La meditación, la contemplación, el silencio, nos salvan de simplemente pasar por la vida y desvanecernos. Pero para acceder a la meditación, la contemplación y el silencio no hace falta huir del mundo, solo es necesario refugiarse de él. Y el refugio está en un pequeño objeto, en un pensamiento leve, en una visión fugaz. Creo que la senda del arte en nuestro tiempo está en el camino del silencio. Marcel Duchamp lo supo ver y por eso terminó sus días calladamente, dedicado al ajedrez a la manera de Beckett, Pessoa y tantos otros artistas contemporáneos. Quizás solo ha habido una personalidad artística anterior a Duchamp capaz de ver esa necesidad silenciosa del arte: el poeta alemán Hugo Ball. De él se puede decir unas palabras de Ignacio Gómez de Liaño aplicadas, eso sí, al artista alemán Reiner Schiestl: “Tenía algo de otra época, o de eso cuadros ideales que uno sitúa en otra época, cuando los artistas eran focos que irradiaban una atmósfera, una fuerza galvánica que revelaba a la gente lo mejor de sí misma y le sugería una manera diferente de vivir y convivir, en la que la cultura se conciliaba con la naturaleza, y el diálogo afloraba en medio de una laboriosidad que era también ocio”.

Hugo Ball fue el fundador del Cabaret Voltaire, un lugar dedicado la experimentación poética. Con un inevitable manifiesto de ecos dadaístas, Ball fue un destacado vanguardista en el glorioso París de la primera mitad del siglo XX. Pero a diferencia de tantos otros vanguardistas, a Hugo Ball le importaba la verdad.

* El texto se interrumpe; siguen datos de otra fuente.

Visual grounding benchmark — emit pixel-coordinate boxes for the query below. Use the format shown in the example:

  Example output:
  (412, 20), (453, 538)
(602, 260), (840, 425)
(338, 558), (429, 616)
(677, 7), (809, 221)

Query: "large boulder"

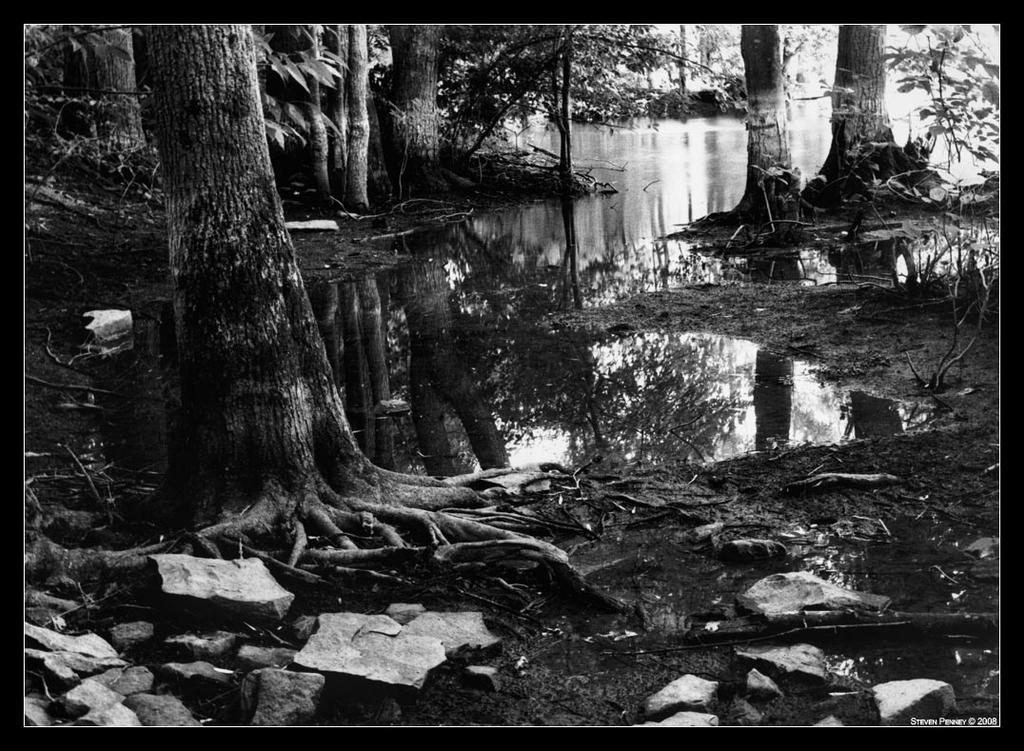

Su verdad personal relativa al autoconocimiento. E intentaba que su arte fuera un reflejo de ella, más aún, un descubrimiento de ella. Por eso, tras entrar en contacto con la obra de Hermann Hesse, a quien le dedicó un ensayo, se dedicó a explorar los orígenes de las catástrofes europeas del siglo XX —especialmente del nazismo— en su libro Crítica de la inteligencia alemana. La comprensión profunda de esos errores en el pensamiento occidental moderno le llevaron a un autodescubrimiento aún más hondo. Siguiendo sus investigaciones planteadas anteriormente en Cristianismo bizantino, Hugo Ball se retiró del mundo y se dedicó a la meditación y a la contemplación. La apertura a esas dos vías, que sigue siendo reivindicada hoy con autores como los citados Erling Kagge y Pablo d´Ors junto con la mezcla, en una misma persona, de lo fundamental del arte antiguo y del arte moderno —superando aquello que nos produce rechazo en ambos: la falta de sentimiento del arte moderno; y la lejanía marmórea y difícil de adaptar a nuestras circunstancias del arte antiguo—, hacen que volver la mirada a Hugo Ball ayude a constatar que todas las propuestas de este escrito no son una simple pamema, sino una realidad alcanzable. 

Lo bello va unido a lo moral y a lo verdadero; y según Emerson, remite a la Naturaleza porque parte de ella y va hacia ella. Parodiando la famosa cita con la que Albert Camus daba inicio a su El mito de Sísifo, podríamos decir que la única cuestión verdaderamente importante en la vida es el silencio; y en el arte es la belleza. También la fórmula cabe ser entendida al revés, ya que, según Jiménez Lozano, “en toda verdadera y gran pintura, hay mucho silencio” y, como escribe Muriel Barbery en su novela La elegancia del erizo: “Cuando miramos una naturaleza muerta, cuando, sin haberla perseguido con esta belleza que lleva consigo la figuración magnificada e inmóvil de las cosas, gozamos de lo que no hemos tenido que codiciar, contemplamos lo que no hemos tenido que querer, nos complacemos en lo que nos ha sido necesario desear. Entonces la naturaleza muerta, porque conviene a nuestro placer sin entrar en ninguno de nuestros planes, porque se nos da sin el esfuerzo de que la deseemos, encarna la quintaesencia del Arte, esta certeza de lo intemporal. En la escena muda, sin vida ni movimiento, se encarna un tiempo carente de proyectos, una perfección arrancada a la duración y a su cansina avidez —un placer sin deseo, una existencia sin duración, una belleza sin voluntad. Pues el Arte es la emoción sin el deseo”.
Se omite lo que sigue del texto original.